Inclusion Criteria: * Non-small cell lung cancer confirmed by histology. * Tumor size is measured according to RECIST standard. * Unresectable stage IIIA (N2) and IIIB/IIIC, confirmed by PET-CT/or chest and abdomen CT, brain MRI, and whole body bone scan. * 18-75 years old, regardless of gender. * The ECOG score is 0-1. * Newly treated or underwent neoadjuvant chemotherapy and/or immunotherapy. * Have not received chest radiotherapy in the past. * Serum hemoglobin ≥10 mg/dL, platelets ≥100000/μL, absolute neutrophil count ≥1500/μL. * Serum creatinine ≤1.25 times UNL or creatinine clearance ≥60 ml/min. * Serum bilirubin ≤1.5 times UNL, AST (SGOT) and ALT (SGPT) ≤2.5 times UNL, alkaline phosphatase≤ 5 times UNL. * FEV1\>1 L. * CB6 normal range. * The patient and his family members agree and sign an informed consent form. Exclusion Criteria: * Other malignant tumors in the past or during treatment, except for non-melanoma of the skin or carcinoma in situ of the cervix. * Any other diseases or conditions are contraindications to chemotherapy (such as active infection, within 6 months after myocardial infarction, symptomatic heart disease, including unstable angina, congestive heart failure or uncontrolled arrhythmia, immunosuppressive therapy). * Pregnant or breastfeeding women, women who have not undergone a pregnancy test (within 14 days before the first dose), and pregnant women. * Those who are pregnant, breastfeeding or have fertility but have not taken contraceptive measures. * People with bleeding tendency. * Those who participated in other clinical trials within 30 days before participating in this experiment. * Drug addiction, long-term alcoholism, and AIDS patients. * People with uncontrollable seizures or loss of self-control due to mental illness. * People with a history of severe allergies or specific physique. * The researcher believes that the patient is inappropriate to participate in this trial.
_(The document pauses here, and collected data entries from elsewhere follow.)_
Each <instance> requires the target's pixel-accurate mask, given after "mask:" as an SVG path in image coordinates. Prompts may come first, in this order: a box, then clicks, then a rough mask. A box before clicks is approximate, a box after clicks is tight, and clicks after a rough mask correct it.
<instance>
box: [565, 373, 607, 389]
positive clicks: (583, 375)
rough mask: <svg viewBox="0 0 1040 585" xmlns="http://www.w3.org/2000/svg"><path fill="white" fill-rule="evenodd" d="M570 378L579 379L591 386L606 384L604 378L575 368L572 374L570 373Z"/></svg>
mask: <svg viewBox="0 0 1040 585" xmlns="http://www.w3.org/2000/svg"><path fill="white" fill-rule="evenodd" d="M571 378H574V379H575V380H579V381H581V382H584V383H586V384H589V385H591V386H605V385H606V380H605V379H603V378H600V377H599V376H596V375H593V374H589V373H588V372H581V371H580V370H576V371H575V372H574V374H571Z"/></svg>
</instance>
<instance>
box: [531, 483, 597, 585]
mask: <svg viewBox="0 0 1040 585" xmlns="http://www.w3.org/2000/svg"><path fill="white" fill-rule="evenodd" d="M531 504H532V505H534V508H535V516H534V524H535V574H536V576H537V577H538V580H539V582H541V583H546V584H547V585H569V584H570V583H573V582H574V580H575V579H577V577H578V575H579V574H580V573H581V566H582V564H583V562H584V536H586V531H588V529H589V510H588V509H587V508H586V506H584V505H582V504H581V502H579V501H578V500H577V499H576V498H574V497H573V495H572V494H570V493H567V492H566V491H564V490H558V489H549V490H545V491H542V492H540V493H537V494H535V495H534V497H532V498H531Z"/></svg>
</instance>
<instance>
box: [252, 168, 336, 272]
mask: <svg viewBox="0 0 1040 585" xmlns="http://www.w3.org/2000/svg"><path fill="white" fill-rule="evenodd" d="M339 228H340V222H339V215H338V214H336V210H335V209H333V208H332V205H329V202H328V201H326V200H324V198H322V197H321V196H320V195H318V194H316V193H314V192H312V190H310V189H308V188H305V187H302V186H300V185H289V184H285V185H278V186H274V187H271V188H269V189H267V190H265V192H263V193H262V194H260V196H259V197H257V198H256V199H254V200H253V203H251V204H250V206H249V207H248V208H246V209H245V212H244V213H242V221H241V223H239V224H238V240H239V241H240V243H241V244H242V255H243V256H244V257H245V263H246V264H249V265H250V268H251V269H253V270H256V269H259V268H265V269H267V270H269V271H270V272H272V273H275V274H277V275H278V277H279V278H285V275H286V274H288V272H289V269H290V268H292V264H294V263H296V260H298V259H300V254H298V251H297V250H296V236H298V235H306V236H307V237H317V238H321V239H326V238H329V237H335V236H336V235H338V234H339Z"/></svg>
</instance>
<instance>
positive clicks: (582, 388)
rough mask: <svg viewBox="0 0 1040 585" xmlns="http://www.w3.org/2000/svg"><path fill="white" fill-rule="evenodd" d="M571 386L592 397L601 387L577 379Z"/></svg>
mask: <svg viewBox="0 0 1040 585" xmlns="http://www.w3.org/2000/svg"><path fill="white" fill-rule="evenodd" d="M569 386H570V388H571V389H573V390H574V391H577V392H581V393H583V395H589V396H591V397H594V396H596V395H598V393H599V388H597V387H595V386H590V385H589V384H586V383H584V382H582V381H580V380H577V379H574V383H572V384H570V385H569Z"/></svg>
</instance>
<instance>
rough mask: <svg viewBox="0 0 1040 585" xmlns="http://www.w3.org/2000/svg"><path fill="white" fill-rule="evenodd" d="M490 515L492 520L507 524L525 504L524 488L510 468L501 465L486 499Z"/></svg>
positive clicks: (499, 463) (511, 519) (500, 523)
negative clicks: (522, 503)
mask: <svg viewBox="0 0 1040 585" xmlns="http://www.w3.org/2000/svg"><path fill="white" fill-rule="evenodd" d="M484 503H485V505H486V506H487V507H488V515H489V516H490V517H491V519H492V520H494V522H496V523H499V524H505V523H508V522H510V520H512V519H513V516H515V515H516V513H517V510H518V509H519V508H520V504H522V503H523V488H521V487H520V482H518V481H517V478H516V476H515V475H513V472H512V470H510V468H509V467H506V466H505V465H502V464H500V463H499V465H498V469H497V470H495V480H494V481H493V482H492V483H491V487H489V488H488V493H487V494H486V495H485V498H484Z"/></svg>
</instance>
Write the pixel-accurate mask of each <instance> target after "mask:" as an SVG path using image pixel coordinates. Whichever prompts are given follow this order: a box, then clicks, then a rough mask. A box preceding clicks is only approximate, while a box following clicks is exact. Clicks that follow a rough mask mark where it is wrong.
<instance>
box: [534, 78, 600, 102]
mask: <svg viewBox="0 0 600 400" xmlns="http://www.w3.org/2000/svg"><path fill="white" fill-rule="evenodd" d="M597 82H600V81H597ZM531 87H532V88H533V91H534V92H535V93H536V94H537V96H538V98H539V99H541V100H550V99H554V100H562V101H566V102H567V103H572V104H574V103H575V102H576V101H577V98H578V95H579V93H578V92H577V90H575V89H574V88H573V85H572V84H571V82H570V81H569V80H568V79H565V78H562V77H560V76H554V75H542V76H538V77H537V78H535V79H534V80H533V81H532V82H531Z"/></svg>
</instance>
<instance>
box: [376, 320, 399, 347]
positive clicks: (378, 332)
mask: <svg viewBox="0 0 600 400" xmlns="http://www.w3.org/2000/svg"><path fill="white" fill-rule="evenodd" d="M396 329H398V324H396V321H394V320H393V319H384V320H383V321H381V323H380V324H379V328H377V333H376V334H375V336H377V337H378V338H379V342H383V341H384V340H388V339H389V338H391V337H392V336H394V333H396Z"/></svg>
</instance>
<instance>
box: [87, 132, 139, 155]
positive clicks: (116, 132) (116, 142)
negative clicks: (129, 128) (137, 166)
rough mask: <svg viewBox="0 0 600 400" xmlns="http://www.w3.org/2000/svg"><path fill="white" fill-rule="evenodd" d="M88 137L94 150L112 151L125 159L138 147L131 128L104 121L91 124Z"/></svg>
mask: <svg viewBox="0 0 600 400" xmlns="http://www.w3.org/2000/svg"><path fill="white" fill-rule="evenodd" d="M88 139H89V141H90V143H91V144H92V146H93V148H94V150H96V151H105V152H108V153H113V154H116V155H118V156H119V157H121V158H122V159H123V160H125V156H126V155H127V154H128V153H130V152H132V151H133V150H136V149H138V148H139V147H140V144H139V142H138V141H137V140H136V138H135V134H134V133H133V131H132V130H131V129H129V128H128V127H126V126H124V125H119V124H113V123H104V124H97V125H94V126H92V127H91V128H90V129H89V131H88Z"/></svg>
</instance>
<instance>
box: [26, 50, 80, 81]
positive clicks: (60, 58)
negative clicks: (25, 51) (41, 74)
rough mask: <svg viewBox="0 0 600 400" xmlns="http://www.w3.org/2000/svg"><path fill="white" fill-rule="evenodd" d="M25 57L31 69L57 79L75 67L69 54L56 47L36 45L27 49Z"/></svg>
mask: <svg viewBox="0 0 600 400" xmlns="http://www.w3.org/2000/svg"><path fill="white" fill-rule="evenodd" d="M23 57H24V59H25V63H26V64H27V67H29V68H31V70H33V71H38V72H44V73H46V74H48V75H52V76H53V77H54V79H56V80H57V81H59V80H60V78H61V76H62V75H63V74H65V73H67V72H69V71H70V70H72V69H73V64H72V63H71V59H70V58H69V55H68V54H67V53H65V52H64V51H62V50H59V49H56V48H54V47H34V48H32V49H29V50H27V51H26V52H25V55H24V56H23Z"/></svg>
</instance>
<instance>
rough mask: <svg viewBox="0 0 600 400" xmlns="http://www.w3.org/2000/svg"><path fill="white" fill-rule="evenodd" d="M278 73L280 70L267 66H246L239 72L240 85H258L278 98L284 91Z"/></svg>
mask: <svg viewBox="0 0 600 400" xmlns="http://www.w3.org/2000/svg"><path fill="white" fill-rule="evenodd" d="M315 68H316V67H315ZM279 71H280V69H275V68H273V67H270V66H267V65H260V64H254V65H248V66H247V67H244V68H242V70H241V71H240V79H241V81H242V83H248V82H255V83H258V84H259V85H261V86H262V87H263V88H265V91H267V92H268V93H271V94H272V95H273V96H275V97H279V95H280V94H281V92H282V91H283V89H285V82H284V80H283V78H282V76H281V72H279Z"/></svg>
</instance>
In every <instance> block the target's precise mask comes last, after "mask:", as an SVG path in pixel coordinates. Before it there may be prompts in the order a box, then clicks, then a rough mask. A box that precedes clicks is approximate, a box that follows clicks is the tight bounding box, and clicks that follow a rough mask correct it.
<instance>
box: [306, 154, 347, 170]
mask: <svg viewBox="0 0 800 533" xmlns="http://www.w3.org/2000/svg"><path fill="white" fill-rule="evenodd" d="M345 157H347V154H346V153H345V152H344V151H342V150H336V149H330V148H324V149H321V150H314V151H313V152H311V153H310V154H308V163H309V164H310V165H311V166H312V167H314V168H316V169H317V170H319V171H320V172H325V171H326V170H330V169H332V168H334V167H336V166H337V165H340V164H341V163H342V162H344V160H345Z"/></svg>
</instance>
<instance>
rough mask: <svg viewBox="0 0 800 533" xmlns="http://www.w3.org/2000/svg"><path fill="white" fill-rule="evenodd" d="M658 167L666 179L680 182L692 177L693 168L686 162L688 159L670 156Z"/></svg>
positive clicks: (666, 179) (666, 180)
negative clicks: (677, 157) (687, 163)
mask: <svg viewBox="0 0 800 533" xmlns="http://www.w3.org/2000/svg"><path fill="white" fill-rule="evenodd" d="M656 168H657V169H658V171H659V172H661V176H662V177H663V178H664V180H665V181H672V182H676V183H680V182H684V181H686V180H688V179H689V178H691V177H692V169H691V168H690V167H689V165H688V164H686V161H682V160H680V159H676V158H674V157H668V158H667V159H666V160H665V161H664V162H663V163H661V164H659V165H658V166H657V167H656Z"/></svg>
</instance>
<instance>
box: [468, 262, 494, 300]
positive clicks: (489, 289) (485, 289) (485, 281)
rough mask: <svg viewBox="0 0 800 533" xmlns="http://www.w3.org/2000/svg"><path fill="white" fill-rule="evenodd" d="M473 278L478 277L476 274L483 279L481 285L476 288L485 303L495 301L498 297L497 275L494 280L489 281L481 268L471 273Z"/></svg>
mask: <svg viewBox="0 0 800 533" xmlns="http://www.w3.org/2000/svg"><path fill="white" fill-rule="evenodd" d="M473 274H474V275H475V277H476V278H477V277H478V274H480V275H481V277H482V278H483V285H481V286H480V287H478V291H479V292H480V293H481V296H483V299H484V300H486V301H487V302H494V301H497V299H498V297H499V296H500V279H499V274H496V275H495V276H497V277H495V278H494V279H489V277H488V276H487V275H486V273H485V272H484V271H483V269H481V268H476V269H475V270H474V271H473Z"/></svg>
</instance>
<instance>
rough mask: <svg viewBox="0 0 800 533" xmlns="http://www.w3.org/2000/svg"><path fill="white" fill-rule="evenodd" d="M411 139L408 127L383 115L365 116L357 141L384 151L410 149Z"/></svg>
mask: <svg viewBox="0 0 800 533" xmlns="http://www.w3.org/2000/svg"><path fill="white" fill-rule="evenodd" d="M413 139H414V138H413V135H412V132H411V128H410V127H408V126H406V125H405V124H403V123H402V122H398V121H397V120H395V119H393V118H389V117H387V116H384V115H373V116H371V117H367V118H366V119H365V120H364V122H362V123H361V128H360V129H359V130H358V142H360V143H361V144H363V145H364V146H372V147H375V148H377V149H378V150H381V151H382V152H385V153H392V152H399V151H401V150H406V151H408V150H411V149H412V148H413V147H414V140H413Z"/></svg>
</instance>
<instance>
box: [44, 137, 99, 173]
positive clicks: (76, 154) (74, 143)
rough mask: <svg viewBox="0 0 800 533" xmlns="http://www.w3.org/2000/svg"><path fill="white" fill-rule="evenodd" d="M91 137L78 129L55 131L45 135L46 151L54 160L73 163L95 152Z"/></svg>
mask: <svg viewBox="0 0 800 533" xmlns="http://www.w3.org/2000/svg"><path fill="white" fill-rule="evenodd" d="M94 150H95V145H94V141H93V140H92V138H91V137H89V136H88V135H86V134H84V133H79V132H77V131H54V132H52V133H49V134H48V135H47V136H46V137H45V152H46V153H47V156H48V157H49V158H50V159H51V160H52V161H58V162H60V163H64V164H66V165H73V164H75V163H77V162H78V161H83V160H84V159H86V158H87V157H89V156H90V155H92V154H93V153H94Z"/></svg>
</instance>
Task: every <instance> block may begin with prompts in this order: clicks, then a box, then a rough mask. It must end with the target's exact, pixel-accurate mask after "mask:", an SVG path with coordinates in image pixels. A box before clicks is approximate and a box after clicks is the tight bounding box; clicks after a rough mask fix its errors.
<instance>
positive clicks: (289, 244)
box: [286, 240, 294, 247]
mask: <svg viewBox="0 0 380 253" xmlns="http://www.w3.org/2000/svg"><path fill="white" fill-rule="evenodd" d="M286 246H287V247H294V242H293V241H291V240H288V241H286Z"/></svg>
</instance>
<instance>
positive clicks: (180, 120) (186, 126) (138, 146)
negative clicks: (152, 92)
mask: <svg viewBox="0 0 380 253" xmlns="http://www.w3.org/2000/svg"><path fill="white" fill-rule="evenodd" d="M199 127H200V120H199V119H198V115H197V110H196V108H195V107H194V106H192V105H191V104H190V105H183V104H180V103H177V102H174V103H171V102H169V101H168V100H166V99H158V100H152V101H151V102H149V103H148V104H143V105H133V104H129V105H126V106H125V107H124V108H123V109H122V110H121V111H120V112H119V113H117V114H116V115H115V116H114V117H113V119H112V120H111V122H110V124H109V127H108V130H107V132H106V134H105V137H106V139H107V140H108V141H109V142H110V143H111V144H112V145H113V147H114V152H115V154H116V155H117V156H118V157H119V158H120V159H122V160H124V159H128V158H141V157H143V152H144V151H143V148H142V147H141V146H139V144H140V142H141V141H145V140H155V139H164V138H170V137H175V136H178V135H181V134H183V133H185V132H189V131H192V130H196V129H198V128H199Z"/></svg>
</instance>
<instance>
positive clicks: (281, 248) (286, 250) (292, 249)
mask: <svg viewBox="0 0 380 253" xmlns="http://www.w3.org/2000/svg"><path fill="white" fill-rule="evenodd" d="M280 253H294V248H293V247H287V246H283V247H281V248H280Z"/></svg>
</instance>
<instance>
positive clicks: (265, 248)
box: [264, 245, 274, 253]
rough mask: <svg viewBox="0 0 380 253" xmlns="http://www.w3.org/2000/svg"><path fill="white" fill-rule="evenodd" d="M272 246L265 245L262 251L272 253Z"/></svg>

Exit criteria * The treatment cannot be carried out in accordance with the requirements of the research protocol; * The patient has an allergic reaction ≥ grade 4 or a serious adverse reaction to the study drug; * The patient is pregnant or has not used adequate contraceptive measures; * The researcher judges that the patient should not continue to participate the clinical trial; * The subject asked to withdraw.